This week I took the opportunity to work on a series of illustrations that are part of a graphic novel. I figured it was a great opportunity to work through ideas, practice illustrating character expressions, and achieve consistency in style.
I started with some rough sketches. I used a Staedtler non-photo blue pencil. That way, when I scan the images in Black and White mode, the blue is invisible. I find this pencil is a great way to rough out my drawings, and there is less erasing involved than if I draw with a regular pencil.
I like to then rework the drawings with a Staedtler .5 mm mechanical pencil. This makes it easy to see the parts of the illustrations that I like. I try to refine my illustrations as much as I can prior to inking, as this saves time in the end.

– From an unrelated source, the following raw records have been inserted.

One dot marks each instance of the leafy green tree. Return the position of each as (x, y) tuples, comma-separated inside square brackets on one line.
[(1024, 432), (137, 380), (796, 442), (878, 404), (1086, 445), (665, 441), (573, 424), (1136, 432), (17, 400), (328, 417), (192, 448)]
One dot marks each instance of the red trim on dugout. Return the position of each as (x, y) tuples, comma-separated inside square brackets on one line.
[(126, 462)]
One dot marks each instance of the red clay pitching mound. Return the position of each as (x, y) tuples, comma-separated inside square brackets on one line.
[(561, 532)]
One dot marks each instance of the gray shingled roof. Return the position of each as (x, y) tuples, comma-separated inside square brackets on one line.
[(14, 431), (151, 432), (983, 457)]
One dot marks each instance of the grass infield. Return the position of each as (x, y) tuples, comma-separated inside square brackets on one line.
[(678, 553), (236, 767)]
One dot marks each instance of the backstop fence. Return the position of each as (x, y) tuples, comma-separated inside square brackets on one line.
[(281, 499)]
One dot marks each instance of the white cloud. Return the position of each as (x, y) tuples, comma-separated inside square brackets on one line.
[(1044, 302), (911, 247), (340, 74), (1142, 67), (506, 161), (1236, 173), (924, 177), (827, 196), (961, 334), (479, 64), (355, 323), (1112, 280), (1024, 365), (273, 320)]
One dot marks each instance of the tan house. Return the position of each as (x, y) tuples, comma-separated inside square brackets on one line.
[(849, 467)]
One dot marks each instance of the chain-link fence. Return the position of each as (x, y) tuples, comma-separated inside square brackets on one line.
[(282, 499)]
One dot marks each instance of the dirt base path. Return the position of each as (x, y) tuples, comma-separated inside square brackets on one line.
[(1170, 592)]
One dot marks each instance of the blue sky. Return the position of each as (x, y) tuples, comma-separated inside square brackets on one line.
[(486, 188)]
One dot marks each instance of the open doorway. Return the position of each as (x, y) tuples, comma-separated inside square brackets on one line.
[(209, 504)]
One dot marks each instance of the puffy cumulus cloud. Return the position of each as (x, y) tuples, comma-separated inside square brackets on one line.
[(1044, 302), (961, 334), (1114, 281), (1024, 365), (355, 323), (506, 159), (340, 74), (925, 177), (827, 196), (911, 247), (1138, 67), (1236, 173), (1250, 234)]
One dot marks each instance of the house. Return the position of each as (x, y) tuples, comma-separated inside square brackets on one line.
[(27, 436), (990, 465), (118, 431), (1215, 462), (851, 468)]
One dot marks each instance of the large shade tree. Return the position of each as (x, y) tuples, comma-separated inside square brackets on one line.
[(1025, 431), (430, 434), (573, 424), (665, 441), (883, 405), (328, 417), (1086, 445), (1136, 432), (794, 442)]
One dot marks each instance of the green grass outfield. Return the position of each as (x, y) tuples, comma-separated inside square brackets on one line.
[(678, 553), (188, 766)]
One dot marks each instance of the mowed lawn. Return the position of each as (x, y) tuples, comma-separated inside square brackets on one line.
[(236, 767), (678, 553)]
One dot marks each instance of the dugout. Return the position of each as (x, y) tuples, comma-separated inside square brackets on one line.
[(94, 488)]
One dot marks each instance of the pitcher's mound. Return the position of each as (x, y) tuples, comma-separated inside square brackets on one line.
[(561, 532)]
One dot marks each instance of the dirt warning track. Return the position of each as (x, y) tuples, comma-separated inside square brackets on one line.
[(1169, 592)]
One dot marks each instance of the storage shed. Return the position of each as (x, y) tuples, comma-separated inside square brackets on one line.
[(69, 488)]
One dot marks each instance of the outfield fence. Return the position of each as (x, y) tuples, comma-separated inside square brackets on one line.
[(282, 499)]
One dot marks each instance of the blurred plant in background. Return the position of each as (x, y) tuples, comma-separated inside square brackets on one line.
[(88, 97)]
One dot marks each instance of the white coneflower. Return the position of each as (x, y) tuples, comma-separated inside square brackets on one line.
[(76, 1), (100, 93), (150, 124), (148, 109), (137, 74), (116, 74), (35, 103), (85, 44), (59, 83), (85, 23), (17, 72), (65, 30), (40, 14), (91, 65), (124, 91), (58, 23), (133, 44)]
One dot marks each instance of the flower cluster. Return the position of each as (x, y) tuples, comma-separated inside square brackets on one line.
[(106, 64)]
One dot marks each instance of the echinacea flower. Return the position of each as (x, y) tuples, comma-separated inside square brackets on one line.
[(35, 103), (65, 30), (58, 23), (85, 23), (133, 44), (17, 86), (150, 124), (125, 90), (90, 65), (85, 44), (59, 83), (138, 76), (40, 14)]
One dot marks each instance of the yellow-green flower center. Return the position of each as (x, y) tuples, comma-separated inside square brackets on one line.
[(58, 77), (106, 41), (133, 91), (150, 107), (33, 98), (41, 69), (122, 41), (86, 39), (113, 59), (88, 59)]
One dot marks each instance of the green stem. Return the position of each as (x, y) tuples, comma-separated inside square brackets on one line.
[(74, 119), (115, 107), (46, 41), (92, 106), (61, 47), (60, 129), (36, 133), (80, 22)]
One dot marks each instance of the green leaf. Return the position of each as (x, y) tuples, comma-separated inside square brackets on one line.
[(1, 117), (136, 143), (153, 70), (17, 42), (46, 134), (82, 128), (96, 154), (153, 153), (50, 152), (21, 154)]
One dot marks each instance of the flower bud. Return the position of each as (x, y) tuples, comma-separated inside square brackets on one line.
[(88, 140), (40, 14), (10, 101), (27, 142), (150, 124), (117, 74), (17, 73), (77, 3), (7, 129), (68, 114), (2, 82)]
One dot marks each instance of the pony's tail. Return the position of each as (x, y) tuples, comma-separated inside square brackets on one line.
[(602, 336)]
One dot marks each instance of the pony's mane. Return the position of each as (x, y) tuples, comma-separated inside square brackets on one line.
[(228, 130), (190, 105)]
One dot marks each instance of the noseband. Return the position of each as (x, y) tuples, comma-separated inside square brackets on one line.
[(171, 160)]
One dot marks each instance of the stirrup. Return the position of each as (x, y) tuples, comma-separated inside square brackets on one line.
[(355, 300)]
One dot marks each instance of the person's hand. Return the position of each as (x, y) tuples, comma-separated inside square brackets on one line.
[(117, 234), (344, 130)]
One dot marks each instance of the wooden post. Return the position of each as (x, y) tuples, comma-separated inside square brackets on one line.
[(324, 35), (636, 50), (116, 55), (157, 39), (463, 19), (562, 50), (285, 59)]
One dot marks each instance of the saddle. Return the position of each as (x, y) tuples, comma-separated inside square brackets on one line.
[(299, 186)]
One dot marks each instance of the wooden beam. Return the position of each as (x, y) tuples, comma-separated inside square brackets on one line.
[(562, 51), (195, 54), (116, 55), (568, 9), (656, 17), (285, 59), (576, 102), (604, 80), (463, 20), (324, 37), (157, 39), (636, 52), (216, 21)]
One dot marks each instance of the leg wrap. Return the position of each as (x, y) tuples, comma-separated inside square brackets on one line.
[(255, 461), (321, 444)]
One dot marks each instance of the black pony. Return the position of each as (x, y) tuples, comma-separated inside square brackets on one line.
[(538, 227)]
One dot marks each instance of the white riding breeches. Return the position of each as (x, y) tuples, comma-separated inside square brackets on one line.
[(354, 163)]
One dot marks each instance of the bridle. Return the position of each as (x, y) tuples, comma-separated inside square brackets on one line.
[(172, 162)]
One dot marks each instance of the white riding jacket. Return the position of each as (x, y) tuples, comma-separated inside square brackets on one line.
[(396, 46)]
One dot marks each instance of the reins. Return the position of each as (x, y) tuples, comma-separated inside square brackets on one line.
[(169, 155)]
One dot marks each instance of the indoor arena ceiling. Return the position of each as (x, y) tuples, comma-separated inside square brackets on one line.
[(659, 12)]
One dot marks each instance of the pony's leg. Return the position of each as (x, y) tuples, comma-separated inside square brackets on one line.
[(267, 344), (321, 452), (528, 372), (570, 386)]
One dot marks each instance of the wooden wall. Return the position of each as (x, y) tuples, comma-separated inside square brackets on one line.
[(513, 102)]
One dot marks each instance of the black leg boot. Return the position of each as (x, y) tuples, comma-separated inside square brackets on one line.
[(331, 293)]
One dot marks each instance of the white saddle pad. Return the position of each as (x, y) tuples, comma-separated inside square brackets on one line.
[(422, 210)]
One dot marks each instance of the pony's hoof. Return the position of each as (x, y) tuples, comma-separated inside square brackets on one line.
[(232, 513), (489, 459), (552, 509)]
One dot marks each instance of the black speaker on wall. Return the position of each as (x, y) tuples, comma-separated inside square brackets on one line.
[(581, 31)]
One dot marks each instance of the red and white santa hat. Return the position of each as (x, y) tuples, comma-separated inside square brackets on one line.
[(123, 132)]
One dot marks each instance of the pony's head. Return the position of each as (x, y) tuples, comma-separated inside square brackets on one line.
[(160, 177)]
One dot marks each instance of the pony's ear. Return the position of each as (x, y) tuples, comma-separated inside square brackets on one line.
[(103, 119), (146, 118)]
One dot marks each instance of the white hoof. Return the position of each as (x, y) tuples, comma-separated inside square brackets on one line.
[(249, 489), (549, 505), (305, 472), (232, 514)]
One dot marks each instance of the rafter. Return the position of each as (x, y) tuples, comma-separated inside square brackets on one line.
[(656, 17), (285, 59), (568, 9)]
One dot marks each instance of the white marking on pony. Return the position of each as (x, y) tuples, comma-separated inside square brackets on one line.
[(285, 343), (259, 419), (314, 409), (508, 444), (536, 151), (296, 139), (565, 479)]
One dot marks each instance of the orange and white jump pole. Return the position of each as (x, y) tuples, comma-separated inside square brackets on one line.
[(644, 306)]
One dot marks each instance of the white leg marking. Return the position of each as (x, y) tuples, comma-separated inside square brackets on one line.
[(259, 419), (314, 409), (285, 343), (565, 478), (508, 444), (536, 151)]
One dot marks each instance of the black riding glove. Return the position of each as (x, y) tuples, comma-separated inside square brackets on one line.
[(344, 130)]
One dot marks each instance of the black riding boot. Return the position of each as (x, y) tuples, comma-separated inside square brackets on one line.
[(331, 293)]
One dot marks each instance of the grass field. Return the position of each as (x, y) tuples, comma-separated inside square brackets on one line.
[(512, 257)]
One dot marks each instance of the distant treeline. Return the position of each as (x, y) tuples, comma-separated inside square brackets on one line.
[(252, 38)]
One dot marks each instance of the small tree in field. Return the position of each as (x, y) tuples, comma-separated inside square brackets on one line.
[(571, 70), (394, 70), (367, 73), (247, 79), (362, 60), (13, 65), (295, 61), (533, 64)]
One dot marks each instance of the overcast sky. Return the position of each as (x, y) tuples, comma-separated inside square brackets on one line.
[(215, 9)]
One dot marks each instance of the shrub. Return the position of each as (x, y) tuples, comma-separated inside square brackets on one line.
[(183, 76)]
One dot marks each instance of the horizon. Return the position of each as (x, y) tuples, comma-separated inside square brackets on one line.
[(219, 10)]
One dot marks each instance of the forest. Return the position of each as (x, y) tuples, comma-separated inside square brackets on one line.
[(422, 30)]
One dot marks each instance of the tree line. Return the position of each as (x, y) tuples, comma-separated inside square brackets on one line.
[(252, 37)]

The inking process is the next step once I have my characters illustrated the way I like them. I have found that the FW white acrylic ink, Derwent white watercolour pencil or a Pentel correction pen are great for correcting inking glitches. Or, many times I just pretend that the “mistakes” were intended, and just work with them. This can lead to interesting results. For example, when I started working on the Trapped image, I forgot that I had started inking with water soluble ink. Things started to bleed when I added a new layer of ink. So I just started playing with some of the patterns to create an abstract background.
Once the inking is complete, I then scan them, and digitally clean the images up a bit.